Five-eyes ministers — Home Affairs Minister Peter Dutton, British Home Secretary Sajid Javid, Canada’s Public Safety Minister Ralph Goodale, New Zealand Justice Minister Andrew Little and US Homeland Security Secretary Kirstjen Nielsen — met on the Gold Coast. In a joint statement, the ministers said foreign governments, actors and their proxies were involved in “coercive, deceptive and clandestine activities” to “sow discord, manipulate public discourse, bias the development of policy, or disrupt markets”.
Australia has been one of the most aggressive countries in putting the issue of foreign interference on the agenda, with new laws passed this year.
The five-eyes countries said they would hit back at foreign interference and one way they would do this was by jointly accusing the country responsible of the act. “We committed to establish a mechanism for the five countries to share developments in our respective approaches to confronting the foreign interference challenge,” the statement said. “We undertook to share information on foreign interference activities with a view to advancing our collective knowledge of how to counter such threats. In the event of a severe foreign interference incident within our sovereign nations, we agreed the five countries would co-ordinate on appropriate responses and attribution.”
Australia is in the process of introducing laws to force technology companies, apps and services to provide authorities with a way to access user data to combat terrorism and child pornography.
The Coalition insists the move will not weaken encryption, but the technology sector is sceptical.
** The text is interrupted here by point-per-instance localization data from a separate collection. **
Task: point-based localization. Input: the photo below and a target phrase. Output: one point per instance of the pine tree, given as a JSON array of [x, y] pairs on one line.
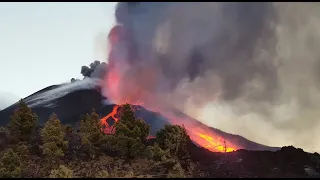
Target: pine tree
[[53, 138], [10, 165], [91, 134], [23, 122], [174, 138], [22, 151], [130, 133], [61, 172]]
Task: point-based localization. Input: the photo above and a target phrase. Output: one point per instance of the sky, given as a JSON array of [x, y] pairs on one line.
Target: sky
[[46, 43]]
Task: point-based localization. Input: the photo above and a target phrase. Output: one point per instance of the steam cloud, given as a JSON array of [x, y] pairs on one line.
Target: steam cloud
[[248, 68]]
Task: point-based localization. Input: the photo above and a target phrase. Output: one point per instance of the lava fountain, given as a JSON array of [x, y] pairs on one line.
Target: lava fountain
[[121, 88]]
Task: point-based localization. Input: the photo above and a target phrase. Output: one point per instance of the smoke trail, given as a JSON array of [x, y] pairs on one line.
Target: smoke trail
[[247, 68]]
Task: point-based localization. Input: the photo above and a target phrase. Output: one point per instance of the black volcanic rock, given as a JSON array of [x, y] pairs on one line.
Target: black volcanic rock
[[73, 104]]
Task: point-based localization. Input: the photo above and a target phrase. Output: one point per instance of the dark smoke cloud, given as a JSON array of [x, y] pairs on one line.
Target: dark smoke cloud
[[247, 68], [95, 70]]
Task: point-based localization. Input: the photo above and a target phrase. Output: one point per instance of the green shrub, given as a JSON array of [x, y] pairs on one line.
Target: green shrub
[[102, 174], [158, 154], [53, 138], [22, 123], [175, 139], [130, 133], [61, 172], [92, 137], [10, 165], [22, 151]]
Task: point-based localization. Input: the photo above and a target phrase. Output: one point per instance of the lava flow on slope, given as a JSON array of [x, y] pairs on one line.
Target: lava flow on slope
[[122, 88], [207, 139]]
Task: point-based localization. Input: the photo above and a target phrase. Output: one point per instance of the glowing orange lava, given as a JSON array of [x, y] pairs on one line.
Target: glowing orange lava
[[106, 127], [126, 90]]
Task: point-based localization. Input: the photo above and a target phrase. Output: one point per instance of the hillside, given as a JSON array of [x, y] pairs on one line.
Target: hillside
[[75, 99], [71, 102], [170, 154]]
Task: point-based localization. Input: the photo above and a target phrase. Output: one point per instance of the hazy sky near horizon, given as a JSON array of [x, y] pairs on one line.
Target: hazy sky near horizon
[[46, 43]]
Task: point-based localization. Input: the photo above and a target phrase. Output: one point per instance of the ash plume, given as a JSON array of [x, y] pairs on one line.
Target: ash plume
[[247, 68], [94, 70]]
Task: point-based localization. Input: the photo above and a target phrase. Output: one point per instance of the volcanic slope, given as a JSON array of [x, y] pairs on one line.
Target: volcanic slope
[[71, 100]]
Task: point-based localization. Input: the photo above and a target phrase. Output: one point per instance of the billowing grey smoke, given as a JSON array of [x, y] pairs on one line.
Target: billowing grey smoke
[[95, 70], [247, 68]]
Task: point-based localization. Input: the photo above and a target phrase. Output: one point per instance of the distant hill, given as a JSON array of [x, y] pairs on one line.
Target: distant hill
[[69, 101]]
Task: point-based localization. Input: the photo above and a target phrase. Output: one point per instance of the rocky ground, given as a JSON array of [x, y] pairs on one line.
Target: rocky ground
[[287, 162]]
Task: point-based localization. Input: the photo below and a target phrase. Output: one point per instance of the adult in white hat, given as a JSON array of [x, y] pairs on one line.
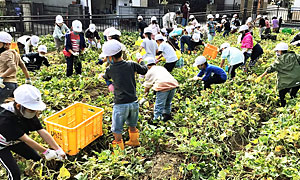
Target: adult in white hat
[[122, 73], [212, 74], [161, 81], [287, 66], [141, 26], [234, 56], [169, 19], [154, 26], [26, 43], [148, 44], [74, 48], [17, 119], [167, 51], [93, 36], [60, 30], [35, 60], [9, 62], [247, 43]]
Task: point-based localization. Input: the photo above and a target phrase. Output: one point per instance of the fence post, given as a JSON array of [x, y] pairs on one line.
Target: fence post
[[21, 24]]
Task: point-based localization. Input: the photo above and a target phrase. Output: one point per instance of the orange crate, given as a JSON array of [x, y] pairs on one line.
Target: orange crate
[[15, 47], [75, 127], [210, 52]]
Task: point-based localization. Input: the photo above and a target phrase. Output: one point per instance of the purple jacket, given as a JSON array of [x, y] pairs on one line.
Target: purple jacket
[[247, 41]]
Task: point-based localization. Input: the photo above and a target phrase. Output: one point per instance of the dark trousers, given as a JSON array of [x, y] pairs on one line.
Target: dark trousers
[[185, 40], [232, 69], [7, 91], [215, 79], [73, 61], [293, 92], [226, 33], [170, 66], [9, 163]]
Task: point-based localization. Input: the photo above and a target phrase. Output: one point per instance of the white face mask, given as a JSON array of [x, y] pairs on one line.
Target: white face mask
[[27, 115]]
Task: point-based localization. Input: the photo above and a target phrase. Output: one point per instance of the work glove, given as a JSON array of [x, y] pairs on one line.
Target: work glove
[[142, 101], [28, 81], [1, 83], [26, 59], [111, 88], [258, 80], [98, 45], [50, 154], [61, 155], [75, 53]]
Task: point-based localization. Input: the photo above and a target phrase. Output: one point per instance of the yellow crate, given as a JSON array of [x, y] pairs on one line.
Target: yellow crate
[[75, 127]]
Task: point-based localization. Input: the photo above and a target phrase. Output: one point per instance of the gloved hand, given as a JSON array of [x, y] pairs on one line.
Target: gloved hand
[[258, 79], [61, 155], [1, 83], [50, 154], [28, 81], [26, 59], [111, 88], [98, 45], [75, 53], [142, 101]]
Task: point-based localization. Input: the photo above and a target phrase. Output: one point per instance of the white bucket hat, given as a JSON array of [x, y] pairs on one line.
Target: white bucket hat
[[5, 37], [92, 27], [77, 26], [199, 61], [42, 48], [59, 19], [110, 48], [29, 97], [281, 47], [34, 40]]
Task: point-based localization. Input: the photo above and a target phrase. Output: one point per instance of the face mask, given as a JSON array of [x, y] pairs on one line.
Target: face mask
[[27, 115], [278, 54]]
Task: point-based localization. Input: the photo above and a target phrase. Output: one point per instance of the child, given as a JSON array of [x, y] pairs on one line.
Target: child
[[212, 74], [126, 108], [74, 46]]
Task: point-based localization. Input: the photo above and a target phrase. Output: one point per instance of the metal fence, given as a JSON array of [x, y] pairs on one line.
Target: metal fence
[[44, 24]]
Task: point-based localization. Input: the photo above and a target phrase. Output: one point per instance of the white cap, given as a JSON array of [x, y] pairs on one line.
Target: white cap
[[92, 27], [5, 37], [110, 48], [153, 18], [148, 30], [281, 47], [163, 30], [243, 28], [159, 37], [59, 19], [42, 48], [34, 40], [210, 16], [29, 97], [77, 26], [114, 32], [225, 45], [150, 60], [199, 61]]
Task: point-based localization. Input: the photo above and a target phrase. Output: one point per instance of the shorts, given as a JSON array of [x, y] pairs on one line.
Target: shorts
[[122, 113]]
The joint statement made it clear this approach was part of a wider global effort among Western nations, saying there was an “urgent need” for law enforcement to get “targeted access” to data on apps as long as there were legal safeguards. The ministers said they wanted companies to voluntarily “establish lawful access solutions to their products and services”, but if they did not, then authorities might introduce laws or use technology so law enforcement could get the data.
“Governments should not favour a particular technology; instead, providers may create customised solutions, tailored to their individual system architectures that are capable of meeting lawful access requirements,” they ministers said.